WATCH: Allianz highlights five mega trends in China

China is a key market for Allianz’s Asia-Pacific investment strategy, but Rushabh Desai tells PERE it will try to avoid speculating on infrastructure growth in the country.

China has been a key investment market for Allianz in the past 12 months, even as many other institutional investors have been cautious about increasing their exposure in the country due to negative headlines and asset price inflation.

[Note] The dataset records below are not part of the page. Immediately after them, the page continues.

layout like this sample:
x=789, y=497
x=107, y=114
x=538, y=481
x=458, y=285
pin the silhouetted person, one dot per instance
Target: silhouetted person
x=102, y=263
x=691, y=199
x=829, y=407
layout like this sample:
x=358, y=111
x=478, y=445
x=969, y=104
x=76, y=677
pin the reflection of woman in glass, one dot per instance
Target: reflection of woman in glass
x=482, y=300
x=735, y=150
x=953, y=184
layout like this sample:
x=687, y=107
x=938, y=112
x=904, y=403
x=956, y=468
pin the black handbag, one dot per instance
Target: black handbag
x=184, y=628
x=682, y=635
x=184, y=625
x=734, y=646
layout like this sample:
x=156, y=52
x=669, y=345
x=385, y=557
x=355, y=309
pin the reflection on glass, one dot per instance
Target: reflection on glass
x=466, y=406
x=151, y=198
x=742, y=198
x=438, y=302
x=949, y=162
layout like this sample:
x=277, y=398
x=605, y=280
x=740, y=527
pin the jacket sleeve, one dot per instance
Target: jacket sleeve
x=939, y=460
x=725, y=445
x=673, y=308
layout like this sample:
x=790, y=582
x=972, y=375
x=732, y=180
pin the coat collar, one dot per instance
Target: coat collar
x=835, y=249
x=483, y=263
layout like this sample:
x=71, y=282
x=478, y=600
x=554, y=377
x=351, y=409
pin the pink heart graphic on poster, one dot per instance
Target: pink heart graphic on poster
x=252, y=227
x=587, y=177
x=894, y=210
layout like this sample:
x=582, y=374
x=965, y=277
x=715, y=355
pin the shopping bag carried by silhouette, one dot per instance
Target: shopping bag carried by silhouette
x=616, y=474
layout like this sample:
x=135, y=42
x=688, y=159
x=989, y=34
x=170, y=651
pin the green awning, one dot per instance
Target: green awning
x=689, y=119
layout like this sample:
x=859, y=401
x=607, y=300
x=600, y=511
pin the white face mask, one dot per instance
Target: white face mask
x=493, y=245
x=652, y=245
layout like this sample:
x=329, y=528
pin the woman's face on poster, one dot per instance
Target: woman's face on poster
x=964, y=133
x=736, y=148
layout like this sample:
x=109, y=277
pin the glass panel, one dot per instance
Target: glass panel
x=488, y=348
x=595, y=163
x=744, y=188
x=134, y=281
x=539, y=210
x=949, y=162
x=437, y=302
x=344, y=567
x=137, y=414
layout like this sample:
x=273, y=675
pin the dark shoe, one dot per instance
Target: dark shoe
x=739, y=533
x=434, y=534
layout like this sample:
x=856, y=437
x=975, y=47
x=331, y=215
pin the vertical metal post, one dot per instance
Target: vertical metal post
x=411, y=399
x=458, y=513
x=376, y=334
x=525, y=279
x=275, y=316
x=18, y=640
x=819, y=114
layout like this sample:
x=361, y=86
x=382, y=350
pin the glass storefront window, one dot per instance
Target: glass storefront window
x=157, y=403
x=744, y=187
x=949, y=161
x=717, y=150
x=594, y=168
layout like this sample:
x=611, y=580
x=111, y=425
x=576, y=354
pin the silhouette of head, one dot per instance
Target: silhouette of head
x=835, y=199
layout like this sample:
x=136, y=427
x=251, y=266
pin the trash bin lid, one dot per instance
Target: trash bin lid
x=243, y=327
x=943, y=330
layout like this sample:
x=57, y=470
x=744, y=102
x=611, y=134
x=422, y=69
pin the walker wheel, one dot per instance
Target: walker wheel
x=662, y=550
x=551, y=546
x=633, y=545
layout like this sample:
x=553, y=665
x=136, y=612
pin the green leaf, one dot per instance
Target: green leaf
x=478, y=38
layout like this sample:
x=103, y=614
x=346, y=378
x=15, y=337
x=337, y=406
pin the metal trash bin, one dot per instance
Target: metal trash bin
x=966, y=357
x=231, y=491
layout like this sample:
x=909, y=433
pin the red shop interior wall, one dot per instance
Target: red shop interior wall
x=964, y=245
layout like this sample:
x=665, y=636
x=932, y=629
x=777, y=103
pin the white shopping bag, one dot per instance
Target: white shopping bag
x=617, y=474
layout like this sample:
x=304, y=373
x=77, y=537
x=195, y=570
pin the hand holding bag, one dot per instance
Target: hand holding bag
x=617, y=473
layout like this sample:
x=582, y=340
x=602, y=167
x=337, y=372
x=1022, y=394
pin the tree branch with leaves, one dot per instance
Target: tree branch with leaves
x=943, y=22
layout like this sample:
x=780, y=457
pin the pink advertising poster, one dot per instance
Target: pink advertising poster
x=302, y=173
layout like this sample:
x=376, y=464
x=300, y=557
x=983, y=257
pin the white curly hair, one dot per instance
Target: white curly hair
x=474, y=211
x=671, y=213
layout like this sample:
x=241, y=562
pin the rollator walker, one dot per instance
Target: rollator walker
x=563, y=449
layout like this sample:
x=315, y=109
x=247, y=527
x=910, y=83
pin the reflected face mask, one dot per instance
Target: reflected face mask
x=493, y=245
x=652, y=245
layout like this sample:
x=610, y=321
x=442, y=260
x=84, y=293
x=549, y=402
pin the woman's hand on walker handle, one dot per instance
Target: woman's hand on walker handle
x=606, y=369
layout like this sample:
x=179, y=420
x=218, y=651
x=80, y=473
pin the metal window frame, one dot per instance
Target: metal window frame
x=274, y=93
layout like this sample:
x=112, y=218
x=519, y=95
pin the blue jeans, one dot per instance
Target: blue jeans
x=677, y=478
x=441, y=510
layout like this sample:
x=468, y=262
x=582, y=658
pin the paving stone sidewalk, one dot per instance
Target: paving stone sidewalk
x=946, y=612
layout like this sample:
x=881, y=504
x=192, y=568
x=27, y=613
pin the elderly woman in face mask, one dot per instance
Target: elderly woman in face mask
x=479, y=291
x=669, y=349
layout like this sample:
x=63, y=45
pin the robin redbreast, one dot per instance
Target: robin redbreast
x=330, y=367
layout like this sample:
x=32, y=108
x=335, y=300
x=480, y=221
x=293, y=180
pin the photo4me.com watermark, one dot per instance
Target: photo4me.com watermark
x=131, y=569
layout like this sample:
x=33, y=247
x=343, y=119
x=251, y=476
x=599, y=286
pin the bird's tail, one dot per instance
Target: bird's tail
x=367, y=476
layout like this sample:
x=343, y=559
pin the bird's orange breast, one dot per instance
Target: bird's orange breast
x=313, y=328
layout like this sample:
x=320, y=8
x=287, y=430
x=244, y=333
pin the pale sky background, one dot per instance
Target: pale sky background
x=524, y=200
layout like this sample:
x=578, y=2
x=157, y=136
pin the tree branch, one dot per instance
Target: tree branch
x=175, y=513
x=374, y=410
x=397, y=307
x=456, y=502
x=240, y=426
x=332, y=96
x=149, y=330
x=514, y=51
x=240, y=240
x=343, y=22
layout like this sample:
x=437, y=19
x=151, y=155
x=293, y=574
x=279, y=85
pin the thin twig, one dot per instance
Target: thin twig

Rushabh Desai, head of Asia Pacific at Allianz Real Estate says the German insurer will avoid speculating on non-real estate matters in China, such as the country’s infrastructure growth. Instead, the firm is banking on the structural drivers in China, such as demographics and urbanization, that together form five mega trends in the country.


 

TRANSCRIPT

“Asia is seeing four to five mega trends, especially China. The first is demographics. China is seeing an ageing population, and so demographics is a mega trend we are keeping an eye out on in terms of what it means for the residential market and office market. We are also seeing the rise of the middle class; more and more consumption is increasing in China. We did an investment in an outlet mall in China that made sense, given this mega trend. Urbanization is another one. People are still moving to Shanghai and Beijing, instead of living in smaller cities. That helps create demand on the office side, with the increase in working population. Then, shopping is today is a very different world that it used to be. E-commerce is playing such a large role that logistics is going to be very important for China in the next five to ten years, so we want to be able to take advantage of that. And lastly, the rise of data has become very important. Data centers have come up in China that are serving the local business, and data centers do have some regulatory requirements so it is important to keep it locally. We are starting to keep an eye out on that as well.”

“What we try avoiding is speculating on regulations – something that we will never do. We will also try to not speculate on infrastructure growth because typically in large countries like China and India, infrastructure growth is slower than anticipated. So, it is important for us not to speculate on non-real estate related fundamentals. Even if we do speculate, we will speculate on the real estate, the expansion of the central business districts, the growth in the working population and not on some of the non-real estate things.”